Plus de 100 membres des forces de sécurité ont été tués lors d’un assaut des talibans contre une base militaire dans l’est de l’ Afghanistan , ont annoncé les autorités.

Un porte-parole du ministère de l’Intérieur a déclaré qu’un attentat suicide à la voiture piégée avait eu lieu sur la base, suivi par des insurgés qui ont ouvert le feu sur les forces afghanes à Maidan Shar, la capitale de la province de Maidan Wardak.

Un responsable du ministère de la Défense, s’exprimant anonymement, a déclaré à Reuters que le bilan était de 126 morts.

 

“Nous avons des informations selon lesquelles 126 personnes ont été tuées dans l’explosion à l’intérieur du centre de formation militaire”, a déclaré le responsable. 

Le gouvernement avait précédemment affirmé que seuls 12 soldats avaient été tués lors de l’attaque. 

Tous les hommes armés qui ont pris d’assaut la base après la mort de la voiture piégée, a déclaré un responsable provincial. 

Les talibans ont revendiqué la responsabilité de l’attaque peu de temps après. L’assaut est survenu juste un jour après qu’un kamikaze du groupe des insurgés islamistes a pris pour cible le convoi du gouverneur de la province de Logar.

Sept des gardes du corps du gouverneur ont été tués dans l’explosion, mais le gouverneur s’est échappé indemne. 

La base militaire de Maidan Wardak, attaquée lundi, serait un centre de formation dirigé par la Direction nationale de la sécurité (NDS), la principale agence de renseignement afghane.

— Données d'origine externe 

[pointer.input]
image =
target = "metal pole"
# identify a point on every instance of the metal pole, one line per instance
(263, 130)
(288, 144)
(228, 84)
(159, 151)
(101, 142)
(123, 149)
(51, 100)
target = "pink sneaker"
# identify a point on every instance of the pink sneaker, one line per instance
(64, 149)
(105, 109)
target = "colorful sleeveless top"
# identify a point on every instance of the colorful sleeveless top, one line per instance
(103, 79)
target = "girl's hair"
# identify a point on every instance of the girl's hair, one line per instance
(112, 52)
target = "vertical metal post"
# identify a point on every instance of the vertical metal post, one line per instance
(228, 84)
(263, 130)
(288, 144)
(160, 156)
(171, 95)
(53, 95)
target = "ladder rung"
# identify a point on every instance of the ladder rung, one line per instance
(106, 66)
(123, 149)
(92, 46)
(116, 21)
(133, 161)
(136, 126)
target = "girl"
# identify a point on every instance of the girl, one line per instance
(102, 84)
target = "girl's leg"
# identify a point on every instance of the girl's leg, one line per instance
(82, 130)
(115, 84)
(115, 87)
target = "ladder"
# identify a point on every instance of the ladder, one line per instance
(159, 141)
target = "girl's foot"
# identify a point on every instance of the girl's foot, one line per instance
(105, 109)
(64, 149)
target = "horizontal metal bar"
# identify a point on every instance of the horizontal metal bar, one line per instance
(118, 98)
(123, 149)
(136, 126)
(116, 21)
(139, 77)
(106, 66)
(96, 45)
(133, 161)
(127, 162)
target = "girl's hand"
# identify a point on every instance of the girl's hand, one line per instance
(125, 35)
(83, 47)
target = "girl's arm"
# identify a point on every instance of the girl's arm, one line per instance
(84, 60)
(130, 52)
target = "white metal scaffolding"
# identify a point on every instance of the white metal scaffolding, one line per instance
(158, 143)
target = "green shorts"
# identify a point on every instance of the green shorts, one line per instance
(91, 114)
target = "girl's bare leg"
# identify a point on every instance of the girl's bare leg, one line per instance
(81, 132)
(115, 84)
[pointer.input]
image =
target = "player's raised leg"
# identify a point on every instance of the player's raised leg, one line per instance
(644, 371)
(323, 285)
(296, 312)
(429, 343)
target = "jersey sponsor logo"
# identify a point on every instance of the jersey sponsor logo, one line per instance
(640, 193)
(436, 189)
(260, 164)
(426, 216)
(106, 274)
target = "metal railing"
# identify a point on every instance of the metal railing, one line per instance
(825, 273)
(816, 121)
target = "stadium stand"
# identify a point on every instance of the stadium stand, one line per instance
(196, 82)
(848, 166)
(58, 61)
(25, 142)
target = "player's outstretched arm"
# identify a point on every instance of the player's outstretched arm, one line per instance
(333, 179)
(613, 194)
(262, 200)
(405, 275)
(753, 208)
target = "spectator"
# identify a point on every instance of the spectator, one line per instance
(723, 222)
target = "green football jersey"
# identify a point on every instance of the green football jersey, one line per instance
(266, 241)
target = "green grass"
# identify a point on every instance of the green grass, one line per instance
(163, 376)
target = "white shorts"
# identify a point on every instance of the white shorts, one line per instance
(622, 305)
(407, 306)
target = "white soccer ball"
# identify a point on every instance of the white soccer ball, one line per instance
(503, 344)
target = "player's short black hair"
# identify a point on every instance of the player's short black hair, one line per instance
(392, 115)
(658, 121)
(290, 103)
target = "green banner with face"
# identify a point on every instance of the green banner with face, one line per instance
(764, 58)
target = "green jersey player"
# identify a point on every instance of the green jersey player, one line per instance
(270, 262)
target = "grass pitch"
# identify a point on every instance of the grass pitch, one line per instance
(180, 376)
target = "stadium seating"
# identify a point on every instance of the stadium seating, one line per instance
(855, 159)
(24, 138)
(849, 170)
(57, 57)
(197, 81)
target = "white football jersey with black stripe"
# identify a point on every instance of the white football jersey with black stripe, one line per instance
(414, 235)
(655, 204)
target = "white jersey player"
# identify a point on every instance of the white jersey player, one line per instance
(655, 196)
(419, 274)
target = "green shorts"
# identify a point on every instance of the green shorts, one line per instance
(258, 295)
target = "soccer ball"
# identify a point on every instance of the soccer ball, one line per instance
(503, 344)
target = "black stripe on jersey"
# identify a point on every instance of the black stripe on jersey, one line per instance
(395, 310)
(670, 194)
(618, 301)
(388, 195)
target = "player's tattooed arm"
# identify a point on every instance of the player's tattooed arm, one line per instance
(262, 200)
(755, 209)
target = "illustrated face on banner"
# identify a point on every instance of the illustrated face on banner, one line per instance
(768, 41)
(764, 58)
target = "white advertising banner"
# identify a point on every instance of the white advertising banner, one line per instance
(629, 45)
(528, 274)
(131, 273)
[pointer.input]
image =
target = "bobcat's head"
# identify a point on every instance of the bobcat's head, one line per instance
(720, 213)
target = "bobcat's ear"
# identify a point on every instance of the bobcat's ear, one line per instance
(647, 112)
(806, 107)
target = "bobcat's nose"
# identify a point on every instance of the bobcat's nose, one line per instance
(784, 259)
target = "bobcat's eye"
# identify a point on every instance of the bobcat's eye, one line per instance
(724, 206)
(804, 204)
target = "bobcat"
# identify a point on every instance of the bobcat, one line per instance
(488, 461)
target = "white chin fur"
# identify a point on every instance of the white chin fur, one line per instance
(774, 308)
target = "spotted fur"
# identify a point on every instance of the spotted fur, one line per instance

Des témoins oculaires ont rapporté qu’une Humvee blindée fabriquée aux États-Unis, volée, munie d’une arsenal d’explosifs, avait été conduite dans l’établissement, avant que des hommes armés portant l’uniforme de la NDS ouvrent le feu.

Le président afghan, Ashraf Ghani , a condamné cette agression dans un communiqué, qualifiant cet acte d’acte terroriste commis par “des ennemis du pays” et a présenté ses condoléances aux familles des personnes tuées et blessées. 

“Ils ont tué et blessé un certain nombre de nos fils bien-aimés et honnêtes”, a-t-il déclaré. 

Le bilan à trois chiffres ferait de cette attaque la plus meurtrière par les talibans contre les forces de sécurité du gouvernement depuis 17 ans qu’elles étaient en rébellion. 

Un ancien responsable provincial a déclaré à Reuters qu’il avait parlé à la NDS dans la province, confirmant que plus de 100 membres de l’agence avaient été tués. 

Un autre responsable local, Sharif Hotak, a vu les corps d’au moins 35 forces de sécurité afghanes à l’hôpital et a déclaré que de nombreux autres avaient également été tués.

Attaque en Afghanistan: plus de 100 agents de sécurité tués lors de l'assaut d'une base militaire par des talibans 1
Forces de sécurité gardant la base militaire endommagée après l’attaque des talibans (EPA)

“Le gouvernement cachait le nombre exact de victimes pour empêcher une baisse supplémentaire du moral des forces afghanes”, a-t-il affirmé.

“Plusieurs corps ont été transportés dans la ville de Kaboul et de nombreux blessés ont été transférés dans des hôpitaux de Kaboul. L’explosion était très puissante. Tout le bâtiment s’est effondré.”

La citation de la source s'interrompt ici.